Si les Gafa et consorts ne sont pas capables de prendre leurs responsabilités, c’est au politique d’imposer le cadre nécessaire au respect de l’humain.

La théorie dite "rétributive" renverse ce paradigme. À l’opposé de la pensée utilitariste, cette approche de la sanction met l’accent sur la responsabilité, et donc l’autonomie et la liberté des individus. La sanction de la DPC met WhatsApp face aux conséquences de ses actes, avec l’obligation d’y répondre – tentant ainsi de restaurer un équilibre à l’ordre social que l’application serait venue malmener. Au-delà d’une responsabilité pénale, c’est l’éthique et la morale qui jouent ici les premiers violons, menant du bout de l’archet une symphonie de remise en question. Car il s’agit bien ici de réaliser l’importance de la faute: si l’amende est importante, c’est précisément parce que le mal dont est responsable WhatsApp l’est tout autant. En posant ce geste, le régulateur rend l’erreur évidente et lui donne même une valeur: 225 millions d’euros.

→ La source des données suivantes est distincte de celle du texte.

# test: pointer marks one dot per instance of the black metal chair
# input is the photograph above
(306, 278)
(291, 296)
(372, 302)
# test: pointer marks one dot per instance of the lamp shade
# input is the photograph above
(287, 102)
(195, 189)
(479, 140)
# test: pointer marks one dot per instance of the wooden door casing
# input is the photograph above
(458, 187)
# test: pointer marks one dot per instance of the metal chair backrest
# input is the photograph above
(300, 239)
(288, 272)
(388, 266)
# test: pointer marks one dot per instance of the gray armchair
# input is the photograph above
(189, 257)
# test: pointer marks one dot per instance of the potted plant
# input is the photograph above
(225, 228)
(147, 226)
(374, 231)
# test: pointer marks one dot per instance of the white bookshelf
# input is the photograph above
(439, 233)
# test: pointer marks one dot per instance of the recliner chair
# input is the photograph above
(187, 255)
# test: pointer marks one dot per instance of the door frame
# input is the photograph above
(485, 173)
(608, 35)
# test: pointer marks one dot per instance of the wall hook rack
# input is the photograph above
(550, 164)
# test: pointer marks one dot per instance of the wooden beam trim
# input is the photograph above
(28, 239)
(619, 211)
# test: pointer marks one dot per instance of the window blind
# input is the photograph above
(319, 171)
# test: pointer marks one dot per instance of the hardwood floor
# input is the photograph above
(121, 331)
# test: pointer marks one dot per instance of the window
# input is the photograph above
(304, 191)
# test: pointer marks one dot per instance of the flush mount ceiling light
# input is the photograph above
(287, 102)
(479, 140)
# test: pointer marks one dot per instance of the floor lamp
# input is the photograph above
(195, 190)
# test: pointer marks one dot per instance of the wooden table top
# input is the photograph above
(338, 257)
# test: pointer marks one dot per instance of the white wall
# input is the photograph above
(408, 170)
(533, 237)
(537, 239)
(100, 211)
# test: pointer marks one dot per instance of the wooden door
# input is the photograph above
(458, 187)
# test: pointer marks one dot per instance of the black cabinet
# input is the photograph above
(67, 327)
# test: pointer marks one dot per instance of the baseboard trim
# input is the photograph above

Le politique prend la relève

Mais la portée de la condamnation de la DPC est plus intéressante encore. Car quelle que soit l’approche, préventive ou rétributive, la sanction porte en elle des engagements pour l’avenir. Auteur du "Principe responsabilité", le philosophe Hans Jonas avait déjà perçu en 1979 les forces incommensurables que la technologie exercerait sur notre futur et nos demains, et les conséquences qui pourraient y être liées. Il propose alors une nouvelle éthique de la responsabilité: "Agis de façon telle que les effets de ton action ne soient pas destructeurs pour la possibilité future d’une telle vie."

En réduisant leur force monopolistique, le démantèlement remet les géants informatiques à des tailles gérables et contrôlables par les États.

Il s’adresse plus ici aux entreprises et aux politiques publiques qu’aux individus privés ou isolés. C’est ici que la DPC, en coopération avec l’Union européenne et les autres autorités nationales, prend la pleine mesure de sa responsabilité philosophique: si les Gafa et consorts, embourbés comme jamais dans une doctrine néolibérale fumante, ne sont pas capables de prendre leurs responsabilités, c’est au politique de prendre la relève et d’imposer le cadre nécessaire au respect de l’humain, "pour la possibilité future d’une telle vie". Que ce soit à coup d’amendes ou de discussions, de réglementations ou de collaboration.

Pour sa part, Jacques Attali semble dans la digne lignée de ce nouvel impératif et ouvre la réflexion sur différentes alternatives à l’omnipuissance des réseaux sociaux. Parmi celles-ci, il nous invite à examiner la possibilité du démantèlement des mastodontes numériques – Facebook, Google, Amazon, mais aussi Tencent ou Baidu. Facebook deviendrait alors 4 entreprises différentes et indépendantes: Facebook, Instagram, WhatsApp et Messenger. En réduisant la force monopolistique de ces entreprises privées, le démantèlement remet les géants informatiques à des tailles gérables et contrôlables par les États – et permettrait d’éviter des errements dictés uniquement par le profit. C’est donc aux différents gouvernements, aux souverains, de reprendre la main pour s’assurer que chacun – État, entreprise ou citoyen – prenne et respecte ses responsabilités.